The good thing is that global has a strong belief in us because the Indian market is amazingly growing at a good pace and we believe that India is one of our biggest potential markets. So we'll see in the next 10 years how big we can grow. We are definitely here for the long term and we're not giving up. At least I think our founder would like to be here for another eighty years!
Ikea is globally known, apart from its DYI products, for some of its cool campaigns- like, for instance, the ‘Life is not an Ikea catalogue’ campaign. When will we get to see such cool campaigns in India as well?
You will get to see some cool campaigns here as well. We had a cool one up just a few weeks back that we have gotten so much attention on. We have a big focus on storage across the home. So we came up with one campaign that we called the ‘ads that skip you’ campaign where we put out the message that by getting organised you save so much time. You don't need to look for your stuff, so you can skip the ad. And it received a lot of good attention in the media.

Another one that was also extremely appreciated a few weeks back was the ‘desktop organiser’ campaign. 
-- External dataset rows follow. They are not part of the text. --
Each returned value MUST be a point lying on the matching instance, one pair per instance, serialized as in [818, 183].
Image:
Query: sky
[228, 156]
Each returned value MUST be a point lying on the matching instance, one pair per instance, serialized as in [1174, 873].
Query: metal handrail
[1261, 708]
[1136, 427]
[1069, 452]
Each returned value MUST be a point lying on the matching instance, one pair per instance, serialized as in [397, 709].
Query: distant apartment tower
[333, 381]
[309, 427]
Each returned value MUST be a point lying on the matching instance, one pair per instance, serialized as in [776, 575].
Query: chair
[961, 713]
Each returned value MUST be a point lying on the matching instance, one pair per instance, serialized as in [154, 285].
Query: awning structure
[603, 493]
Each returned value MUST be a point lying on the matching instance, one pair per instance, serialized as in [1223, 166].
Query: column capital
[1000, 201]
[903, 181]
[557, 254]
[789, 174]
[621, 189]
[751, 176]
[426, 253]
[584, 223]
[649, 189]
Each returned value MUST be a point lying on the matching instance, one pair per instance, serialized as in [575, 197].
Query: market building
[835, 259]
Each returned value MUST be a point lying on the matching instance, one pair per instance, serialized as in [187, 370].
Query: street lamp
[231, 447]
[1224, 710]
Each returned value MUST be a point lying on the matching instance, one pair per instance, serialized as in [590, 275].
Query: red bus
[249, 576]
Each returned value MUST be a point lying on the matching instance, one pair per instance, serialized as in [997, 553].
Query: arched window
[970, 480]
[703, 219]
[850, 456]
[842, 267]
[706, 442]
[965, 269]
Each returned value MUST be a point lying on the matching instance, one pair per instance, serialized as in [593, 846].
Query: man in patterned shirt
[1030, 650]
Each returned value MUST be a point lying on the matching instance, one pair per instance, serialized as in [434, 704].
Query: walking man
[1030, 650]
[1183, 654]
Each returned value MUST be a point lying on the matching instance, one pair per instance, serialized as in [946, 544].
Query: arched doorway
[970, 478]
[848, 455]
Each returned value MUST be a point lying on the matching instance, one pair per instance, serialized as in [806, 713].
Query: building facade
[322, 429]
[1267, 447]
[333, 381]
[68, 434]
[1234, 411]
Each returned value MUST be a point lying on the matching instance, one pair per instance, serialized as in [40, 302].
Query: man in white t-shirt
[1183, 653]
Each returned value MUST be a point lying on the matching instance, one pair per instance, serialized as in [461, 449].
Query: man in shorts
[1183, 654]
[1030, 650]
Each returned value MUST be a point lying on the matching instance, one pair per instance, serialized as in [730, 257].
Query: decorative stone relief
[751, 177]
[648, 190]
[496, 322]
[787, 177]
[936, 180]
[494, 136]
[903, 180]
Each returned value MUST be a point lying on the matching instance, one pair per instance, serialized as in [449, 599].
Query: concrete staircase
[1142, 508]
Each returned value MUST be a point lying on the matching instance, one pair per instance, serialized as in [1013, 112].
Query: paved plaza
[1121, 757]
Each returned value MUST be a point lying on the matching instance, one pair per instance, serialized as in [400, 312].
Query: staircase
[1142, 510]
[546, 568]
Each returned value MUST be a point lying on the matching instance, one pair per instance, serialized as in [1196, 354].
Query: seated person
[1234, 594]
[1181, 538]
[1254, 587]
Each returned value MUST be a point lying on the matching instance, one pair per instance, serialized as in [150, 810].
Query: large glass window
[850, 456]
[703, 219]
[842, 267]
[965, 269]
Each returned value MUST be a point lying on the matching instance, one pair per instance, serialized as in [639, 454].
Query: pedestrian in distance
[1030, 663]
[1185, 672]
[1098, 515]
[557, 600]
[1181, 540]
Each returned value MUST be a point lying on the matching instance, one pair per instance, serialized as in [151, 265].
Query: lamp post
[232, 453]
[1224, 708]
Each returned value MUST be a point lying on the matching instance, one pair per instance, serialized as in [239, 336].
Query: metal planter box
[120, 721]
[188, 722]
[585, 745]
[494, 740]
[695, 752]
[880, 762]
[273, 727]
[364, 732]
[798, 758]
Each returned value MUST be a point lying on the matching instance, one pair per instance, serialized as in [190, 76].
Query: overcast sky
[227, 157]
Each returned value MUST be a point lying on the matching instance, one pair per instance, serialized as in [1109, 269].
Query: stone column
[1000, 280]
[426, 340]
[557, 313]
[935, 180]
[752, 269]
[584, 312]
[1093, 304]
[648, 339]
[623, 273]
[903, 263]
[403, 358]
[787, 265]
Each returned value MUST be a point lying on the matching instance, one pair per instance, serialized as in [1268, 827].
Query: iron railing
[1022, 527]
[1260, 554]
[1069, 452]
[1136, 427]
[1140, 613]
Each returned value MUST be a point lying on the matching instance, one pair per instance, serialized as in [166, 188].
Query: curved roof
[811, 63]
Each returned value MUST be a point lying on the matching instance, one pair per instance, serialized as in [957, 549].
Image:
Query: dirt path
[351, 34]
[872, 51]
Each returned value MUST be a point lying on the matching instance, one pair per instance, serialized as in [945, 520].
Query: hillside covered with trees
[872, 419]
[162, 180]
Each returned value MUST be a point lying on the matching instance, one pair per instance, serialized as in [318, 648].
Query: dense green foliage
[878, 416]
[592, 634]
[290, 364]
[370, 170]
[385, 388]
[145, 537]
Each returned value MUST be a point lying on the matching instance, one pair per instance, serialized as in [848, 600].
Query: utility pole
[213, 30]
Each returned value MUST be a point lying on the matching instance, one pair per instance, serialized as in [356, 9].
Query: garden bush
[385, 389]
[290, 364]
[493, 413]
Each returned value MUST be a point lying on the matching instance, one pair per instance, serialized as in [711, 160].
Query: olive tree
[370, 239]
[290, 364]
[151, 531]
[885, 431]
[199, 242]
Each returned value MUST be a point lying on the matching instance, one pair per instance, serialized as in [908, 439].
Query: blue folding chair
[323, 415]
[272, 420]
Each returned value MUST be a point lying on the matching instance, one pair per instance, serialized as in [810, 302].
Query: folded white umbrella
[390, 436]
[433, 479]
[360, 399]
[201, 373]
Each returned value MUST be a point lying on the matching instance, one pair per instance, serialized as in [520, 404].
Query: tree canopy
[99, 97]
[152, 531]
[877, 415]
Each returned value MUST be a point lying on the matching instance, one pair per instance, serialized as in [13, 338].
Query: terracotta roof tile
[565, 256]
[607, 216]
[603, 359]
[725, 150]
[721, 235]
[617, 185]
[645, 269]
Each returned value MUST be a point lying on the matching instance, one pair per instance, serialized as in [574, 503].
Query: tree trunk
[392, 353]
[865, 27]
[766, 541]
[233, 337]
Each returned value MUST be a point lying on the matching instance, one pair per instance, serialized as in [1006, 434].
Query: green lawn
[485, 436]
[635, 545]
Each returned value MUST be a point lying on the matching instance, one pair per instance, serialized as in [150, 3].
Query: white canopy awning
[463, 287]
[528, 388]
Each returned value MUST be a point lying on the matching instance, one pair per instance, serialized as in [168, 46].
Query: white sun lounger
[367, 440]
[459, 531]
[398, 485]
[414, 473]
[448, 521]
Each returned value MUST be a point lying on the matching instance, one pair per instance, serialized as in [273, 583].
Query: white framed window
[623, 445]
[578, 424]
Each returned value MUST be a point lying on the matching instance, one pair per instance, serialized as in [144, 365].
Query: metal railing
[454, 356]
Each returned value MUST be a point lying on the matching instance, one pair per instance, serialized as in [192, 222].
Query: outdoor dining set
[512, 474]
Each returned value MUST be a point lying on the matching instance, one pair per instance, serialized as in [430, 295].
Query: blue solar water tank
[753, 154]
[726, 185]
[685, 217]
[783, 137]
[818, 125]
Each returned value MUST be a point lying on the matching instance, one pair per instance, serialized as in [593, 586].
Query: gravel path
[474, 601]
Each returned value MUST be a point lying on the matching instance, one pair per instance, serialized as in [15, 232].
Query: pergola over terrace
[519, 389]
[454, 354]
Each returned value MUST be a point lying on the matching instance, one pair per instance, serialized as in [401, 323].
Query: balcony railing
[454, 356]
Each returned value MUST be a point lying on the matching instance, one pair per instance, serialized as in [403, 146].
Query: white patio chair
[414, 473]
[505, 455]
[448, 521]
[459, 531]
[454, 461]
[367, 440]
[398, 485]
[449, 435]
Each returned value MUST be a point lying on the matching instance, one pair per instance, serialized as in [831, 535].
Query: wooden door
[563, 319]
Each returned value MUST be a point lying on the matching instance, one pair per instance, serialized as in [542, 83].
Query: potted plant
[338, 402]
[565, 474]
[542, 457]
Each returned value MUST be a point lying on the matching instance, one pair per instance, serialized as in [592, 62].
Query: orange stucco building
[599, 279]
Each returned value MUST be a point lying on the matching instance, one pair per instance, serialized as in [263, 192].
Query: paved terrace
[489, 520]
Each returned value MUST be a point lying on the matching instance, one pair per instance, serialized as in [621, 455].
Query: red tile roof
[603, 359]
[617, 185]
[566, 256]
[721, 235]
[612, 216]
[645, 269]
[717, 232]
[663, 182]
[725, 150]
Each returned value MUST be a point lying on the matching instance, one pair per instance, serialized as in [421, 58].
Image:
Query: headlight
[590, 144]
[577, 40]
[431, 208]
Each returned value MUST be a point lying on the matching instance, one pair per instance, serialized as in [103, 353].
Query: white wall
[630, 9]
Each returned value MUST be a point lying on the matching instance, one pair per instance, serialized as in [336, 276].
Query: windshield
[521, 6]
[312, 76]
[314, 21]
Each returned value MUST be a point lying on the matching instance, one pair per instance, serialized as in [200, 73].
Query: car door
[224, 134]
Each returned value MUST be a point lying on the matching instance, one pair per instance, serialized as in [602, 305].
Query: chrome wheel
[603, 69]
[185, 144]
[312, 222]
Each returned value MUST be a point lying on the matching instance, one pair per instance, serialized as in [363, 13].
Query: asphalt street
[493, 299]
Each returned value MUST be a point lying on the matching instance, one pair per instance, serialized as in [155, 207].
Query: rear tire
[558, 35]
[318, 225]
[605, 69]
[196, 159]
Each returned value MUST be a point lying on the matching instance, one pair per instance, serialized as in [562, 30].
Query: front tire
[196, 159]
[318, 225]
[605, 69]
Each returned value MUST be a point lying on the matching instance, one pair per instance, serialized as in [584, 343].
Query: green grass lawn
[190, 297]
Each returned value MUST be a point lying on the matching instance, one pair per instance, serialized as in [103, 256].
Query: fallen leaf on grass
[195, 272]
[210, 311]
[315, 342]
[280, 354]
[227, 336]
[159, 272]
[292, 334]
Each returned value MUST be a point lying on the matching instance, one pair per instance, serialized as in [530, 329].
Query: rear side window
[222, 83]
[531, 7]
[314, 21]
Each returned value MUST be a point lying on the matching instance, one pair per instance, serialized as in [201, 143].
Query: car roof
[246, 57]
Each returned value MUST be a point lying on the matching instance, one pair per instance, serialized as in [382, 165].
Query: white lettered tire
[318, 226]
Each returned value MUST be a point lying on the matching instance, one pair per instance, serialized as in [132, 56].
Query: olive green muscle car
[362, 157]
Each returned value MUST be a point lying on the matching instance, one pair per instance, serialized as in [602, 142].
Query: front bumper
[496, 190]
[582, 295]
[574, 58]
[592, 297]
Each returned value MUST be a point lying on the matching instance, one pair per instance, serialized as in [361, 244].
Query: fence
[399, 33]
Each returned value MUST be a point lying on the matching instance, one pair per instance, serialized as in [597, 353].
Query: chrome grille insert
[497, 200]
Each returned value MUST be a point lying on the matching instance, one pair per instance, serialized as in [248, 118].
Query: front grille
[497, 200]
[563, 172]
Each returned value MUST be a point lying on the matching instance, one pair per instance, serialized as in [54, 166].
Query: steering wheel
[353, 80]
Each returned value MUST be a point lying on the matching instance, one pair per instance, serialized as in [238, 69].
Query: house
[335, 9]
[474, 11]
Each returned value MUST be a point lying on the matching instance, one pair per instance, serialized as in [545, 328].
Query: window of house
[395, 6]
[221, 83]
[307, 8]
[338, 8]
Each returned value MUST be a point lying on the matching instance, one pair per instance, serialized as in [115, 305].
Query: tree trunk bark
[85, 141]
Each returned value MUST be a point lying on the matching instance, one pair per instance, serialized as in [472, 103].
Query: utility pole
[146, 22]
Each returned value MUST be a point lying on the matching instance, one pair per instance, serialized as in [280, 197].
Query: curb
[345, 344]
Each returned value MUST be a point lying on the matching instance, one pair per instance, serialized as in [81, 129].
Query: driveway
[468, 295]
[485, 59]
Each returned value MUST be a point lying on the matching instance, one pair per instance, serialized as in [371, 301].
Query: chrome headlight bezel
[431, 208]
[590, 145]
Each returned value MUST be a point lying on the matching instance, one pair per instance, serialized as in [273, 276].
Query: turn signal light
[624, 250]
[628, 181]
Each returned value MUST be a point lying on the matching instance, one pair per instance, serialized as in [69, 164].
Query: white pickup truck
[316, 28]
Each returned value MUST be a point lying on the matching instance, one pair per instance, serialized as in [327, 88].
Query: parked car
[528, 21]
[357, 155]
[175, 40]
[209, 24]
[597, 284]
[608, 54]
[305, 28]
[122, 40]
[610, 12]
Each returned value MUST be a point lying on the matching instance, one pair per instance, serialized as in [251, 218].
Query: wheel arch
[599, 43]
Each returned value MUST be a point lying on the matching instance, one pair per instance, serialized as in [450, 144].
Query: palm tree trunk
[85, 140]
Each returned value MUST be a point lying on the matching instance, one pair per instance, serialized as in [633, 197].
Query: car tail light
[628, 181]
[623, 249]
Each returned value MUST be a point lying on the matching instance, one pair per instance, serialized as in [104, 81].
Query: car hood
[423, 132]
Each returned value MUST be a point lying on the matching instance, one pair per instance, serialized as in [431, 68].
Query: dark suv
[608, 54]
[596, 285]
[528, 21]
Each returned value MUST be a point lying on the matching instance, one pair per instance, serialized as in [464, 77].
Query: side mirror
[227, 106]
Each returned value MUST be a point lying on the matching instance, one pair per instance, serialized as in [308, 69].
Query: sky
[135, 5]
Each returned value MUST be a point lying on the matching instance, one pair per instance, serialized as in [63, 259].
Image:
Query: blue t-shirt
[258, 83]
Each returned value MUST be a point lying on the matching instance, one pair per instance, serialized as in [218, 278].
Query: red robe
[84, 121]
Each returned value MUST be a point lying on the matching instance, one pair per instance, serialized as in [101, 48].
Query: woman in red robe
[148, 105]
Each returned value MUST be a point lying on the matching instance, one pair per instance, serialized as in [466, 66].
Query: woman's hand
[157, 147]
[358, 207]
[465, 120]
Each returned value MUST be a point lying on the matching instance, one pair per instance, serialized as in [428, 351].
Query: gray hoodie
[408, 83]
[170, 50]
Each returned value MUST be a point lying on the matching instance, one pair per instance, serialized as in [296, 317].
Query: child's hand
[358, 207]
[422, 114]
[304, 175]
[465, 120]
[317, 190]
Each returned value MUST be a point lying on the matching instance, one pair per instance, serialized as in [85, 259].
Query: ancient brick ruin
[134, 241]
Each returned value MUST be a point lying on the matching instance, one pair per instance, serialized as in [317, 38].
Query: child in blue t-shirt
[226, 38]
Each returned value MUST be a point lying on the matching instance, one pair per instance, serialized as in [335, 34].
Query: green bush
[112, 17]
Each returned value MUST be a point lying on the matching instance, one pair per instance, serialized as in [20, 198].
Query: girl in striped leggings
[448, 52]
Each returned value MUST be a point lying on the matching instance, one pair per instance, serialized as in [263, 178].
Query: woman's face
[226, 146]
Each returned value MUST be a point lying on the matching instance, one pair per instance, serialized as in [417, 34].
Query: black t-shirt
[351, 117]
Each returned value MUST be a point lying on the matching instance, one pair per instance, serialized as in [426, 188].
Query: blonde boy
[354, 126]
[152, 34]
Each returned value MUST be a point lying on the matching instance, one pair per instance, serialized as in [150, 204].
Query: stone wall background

Having said that, to be honest, we are new in the country. There are certain phases we need to go through to create awareness. If people don't know who we are before we get too groovy and fun, it's difficult to reach people. So we try to be Ikea - as ‘twinkle in the eye’ as we can - but we also need to count on that we need to be understandable for many, many more before we can become as groovy as, maybe, the Swedish market can be where the audience or the top of mind is 99.9%. 
So we are testing the waters and we're getting ready. We're finding ways to mix that wonderful ‘Swedishness’ and ‘Ikeaness’ together with India. 
I think we will be braver and more fun in our campaigns going forward. Having fun and being playful is part of our DNA.
Globally, McCann was recently hired as your creative agency. Who is your creative agency in India? And would you be looking at forging a long-term relationship with them?
We are working together with Leo Burnett here. And we love long-term relationships and usually, when we start working together with an agency, we are extremely loyal and we let the marriage stay for long. 
I think when you stay together for a long time, the trust that is built is extremely important in the relationship. It's very much about doing things together, and not just on a ‘client’ basis. They become close to us as they are working for the brand with us, which is very nice.
Finally, coming to this year's festive season, what are Ikea's expectations? Are there any key highlights you're looking to make the most of?
We're looking forward to, of course, extremely high visitation and good sales and we're looking forward to people coming to these stores and online and feeling the energy and the passion that we could enable for the festive season. While also talking about buying less and not more to achieve your festive look with the Ikea touch that makes everything new. That is something we would like to keep. But at the same time, we want to create Ikea as a gifting destination. And for that, we have some really good insights and ideas and some interesting films coming out in the next few weeks.